Although the Canadian Coast Guard celebrated its 50th anniversary on Thursday, the service has been around much longer.
“Services on the water were provided by the federal government in one way or another, probably since the 1800s,” said Vija Poruks, assistant commissioner for the Canadian Coast Guard’s Pacific Region. “Even though the formal organization didn’t officially occur until 1962, we’ve really been around much longer than that.”
She and other Coast Guard brass from the coast were on hand at two small ceremonies to mark the occasion at the Department of Fisheries and Oceans’ Institute of Ocean Sciences in North Saanich and at the Huron Street base. About 45 Coast Guard employees ate birthday cake at the North Saanich announcement and listened to speeches.
In part, the future looks bright for the Coast Guard’s Pacific division. It’s getting four new vessels – a new offshore oceanographic fisheries vessel, based at Victoria’s Huron Street station, two new mid-shore patrol vessels and a new hover craft to replace the 15-plus-year-old model stationed at Sea Island, off the mainland.
Meanwhile, the organization is subject to cost cutting, like many other branches of the federal government.

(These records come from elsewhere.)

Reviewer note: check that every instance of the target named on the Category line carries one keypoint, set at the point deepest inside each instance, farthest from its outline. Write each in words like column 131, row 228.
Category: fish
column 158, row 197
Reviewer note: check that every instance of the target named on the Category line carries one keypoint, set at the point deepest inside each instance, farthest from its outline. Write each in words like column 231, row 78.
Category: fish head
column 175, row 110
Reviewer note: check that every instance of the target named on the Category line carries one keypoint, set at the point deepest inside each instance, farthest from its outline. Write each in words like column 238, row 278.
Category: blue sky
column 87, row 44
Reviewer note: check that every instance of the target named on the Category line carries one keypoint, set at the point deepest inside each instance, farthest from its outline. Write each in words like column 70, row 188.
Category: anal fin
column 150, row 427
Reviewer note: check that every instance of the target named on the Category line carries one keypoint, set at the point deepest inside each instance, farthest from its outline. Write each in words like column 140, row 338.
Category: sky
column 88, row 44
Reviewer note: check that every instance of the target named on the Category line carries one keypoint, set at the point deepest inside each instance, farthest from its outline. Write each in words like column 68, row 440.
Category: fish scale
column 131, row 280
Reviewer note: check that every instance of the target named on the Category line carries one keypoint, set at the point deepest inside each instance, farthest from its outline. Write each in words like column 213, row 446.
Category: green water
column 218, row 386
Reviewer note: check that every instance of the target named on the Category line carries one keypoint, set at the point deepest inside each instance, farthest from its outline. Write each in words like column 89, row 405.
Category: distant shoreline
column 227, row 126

Poruks said the Coast Guard will have to reconsider its use of technology, try to cut the red tape required to get some things done and consider business partnerships to minimize its budget.
“It’s not going to be easy, but I’m confident we can live up to these challenges,” Poruks told the group.
Visibility and interaction with the community is also a major goal for the coming year.
Did you know?
The Coast Guard provides
• maritime security
• icebreaking for shipping
• marine communications radio
• environmental response for oil spills, etc.